My exit was planned for December 2015 and I was eagerly looking forward to it. The last six months were even more challenging. On Saturday in August, I had finished my shift and was about to leave when my Manager came and said I could not go because “Iya is in a foul mood”. The word ‘Iya’ is one he uses for Hanna sometimes. I could not make sense of it. Why would I not leave my shift because Hanna was angry? Did I not do what was expected of me?

I obeyed and stayed back but it was frustrating. I knew Hanna was not behind my delay but my Manager was just being mischievous. All that is in the past but I became even more fed up at that time. It made me wonder what people who had been in the department for years had gone through. If I who joined in less than six months could complain this much, these people would have accepted it as their fate. Some of those who were to be sacked from the Broiler Department were absorbed by my old boss who would ensure that their challenges with that department did not put them out in the already saturated job market.

Those six months from June to December had me working every day of the week but I had my goal in front. The finish line was smiling at me so I endured. The stress got to me and I broke down a day to Sallah in 2015. I had to leave work and go back home. My Oga did not reach out until the following morning, and all he asked was if I would be able to make it down to work. That was the final straw for me. I knew The Almighty had plans for me to leave that place, and everything was working in that direction.

My exit was carefully planned over eight months. I was to join up with my friend who we partnered together with a family member to start our Agribusiness. When it was time, I just applied for my annual leave and took a bow. My Oga called me that it was time to resume but I told him I was out of town, to resume a few days later. On that day, I came with my resignation letter.

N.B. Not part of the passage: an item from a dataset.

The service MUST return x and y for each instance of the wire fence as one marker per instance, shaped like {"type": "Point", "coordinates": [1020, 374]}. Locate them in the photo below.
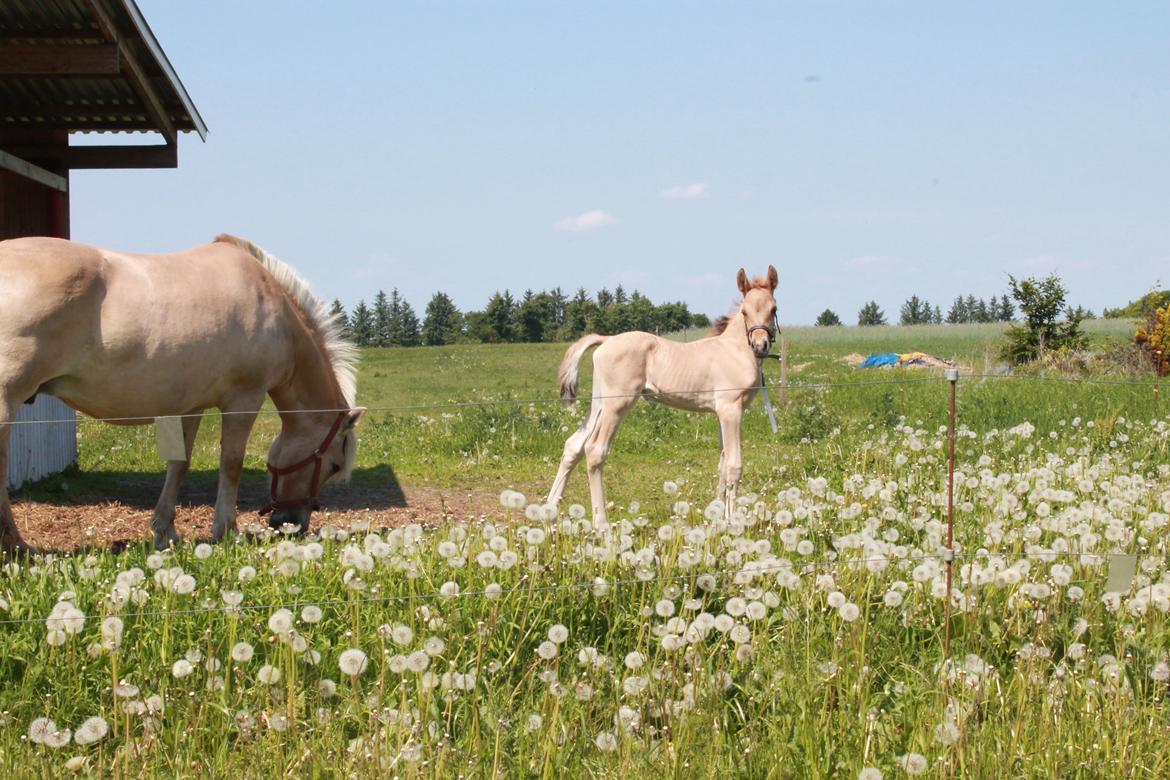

Oga said it did not come as a surprise but I knew he was jolted. I served him that letter in front of the Central Store and left with my head held high. If need be, I can easily walk into the Lebanese Enclave today because I left on good terms with nearly everyone. Although some will not like us still but we stay doing our thing in our way.

Oh, I met Hanna at the Ring Road Mall one day and she paused to see if I would say hello. I looked her in the eye and walked past her. I don’t do pretence abeg. If you’re a rubbish person, waka your own make I waka my own. I also met with my immediate boss at the wedding of one of my people, Kemi Rukayat, I said hello. While he has his wahala, I see him as a victim of whatever it is that is disturbing him and many others who fear where the next meal will come from. I remain cordial with many people whom I met in the course of my five-year journey at the place, and I still see many of them as family.